SUDAN WATCH: World Bank launches initiative to promote Sudan's civil society action

Monday, February 05, 2007

World Bank launches initiative to promote Sudan's civil society action

World Bank is delaying the long overdue help that was pledged for South Sudan. Via ST today:
The World Bank Sudan Country office launched "Sudan Development Marketplace (DM) for 2007" initiative to identify innovative development ideas for delivering results, engage directly with stakeholders working at community level, create a forum of knowledge sharing and dissemination and build partnerships with and between other development actors.
How long will it take them to sort that out? See two comments at Sudan Watch entry - EU blames World Bank for delaying South Sudan reconstruction:

It is kind of strange that, the World bank is still bugged down with her bureaucracy. I thought that, with the appointment of Paul Wolfowizt as her New boss things were going to change. However, I am also certain that, poor Wolfowizt may be having a tough time to change the old communist style of work at the World bank. The sad thing is that, people in Sudan and South Sudan in particular are suffering.

January 20, 2007
Anonymous said...
From what I've been told the real problem has been the refusal of the World Bank to deploy senior people to Juba to run this MDTF fund. Every decision on funding a project has to be relayed to regional centres and then to World Bank headquarters. Not surprising that it's been so slow to disburse money. The only developments in Juba at the moment seem to ones directly funded by the government of southern Sudan... that's if you exclude the extremely plush Joint Donor Office which the donors have built themselves... easily the most stylish construction in southern Sudan. Interesting priority.
If anyone has a photo of the Joint Donor Office, please email me, I'd like to share it here for posterity. Thanks.


Blogger Anonymous said...

I have to say despite my other criticisms of the WB, this is a good initiative.
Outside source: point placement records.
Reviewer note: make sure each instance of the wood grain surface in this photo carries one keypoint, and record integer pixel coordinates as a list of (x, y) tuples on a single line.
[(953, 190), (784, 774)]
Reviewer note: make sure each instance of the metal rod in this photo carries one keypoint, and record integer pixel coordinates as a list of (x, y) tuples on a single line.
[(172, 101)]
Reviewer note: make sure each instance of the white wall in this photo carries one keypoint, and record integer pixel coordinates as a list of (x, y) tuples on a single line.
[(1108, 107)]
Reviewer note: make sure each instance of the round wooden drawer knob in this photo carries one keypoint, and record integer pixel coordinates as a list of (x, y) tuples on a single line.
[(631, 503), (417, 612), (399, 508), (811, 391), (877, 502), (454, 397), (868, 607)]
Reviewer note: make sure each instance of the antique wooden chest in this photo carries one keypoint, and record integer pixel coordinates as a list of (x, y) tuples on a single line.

The national civil society sector in Sudan is v. weak largely due to the lack of anything but service delivery and project implementation for INGOs - as a result we have the situation that international agencies (at least in Darfur where I work) are bemoaning the lack of viable 'partners' to 'participate' in their programming whilst the NNGOs are simply unable to build the material capacity to pay a decent administrator.

Regarding the South - the second comment sounds about right to me.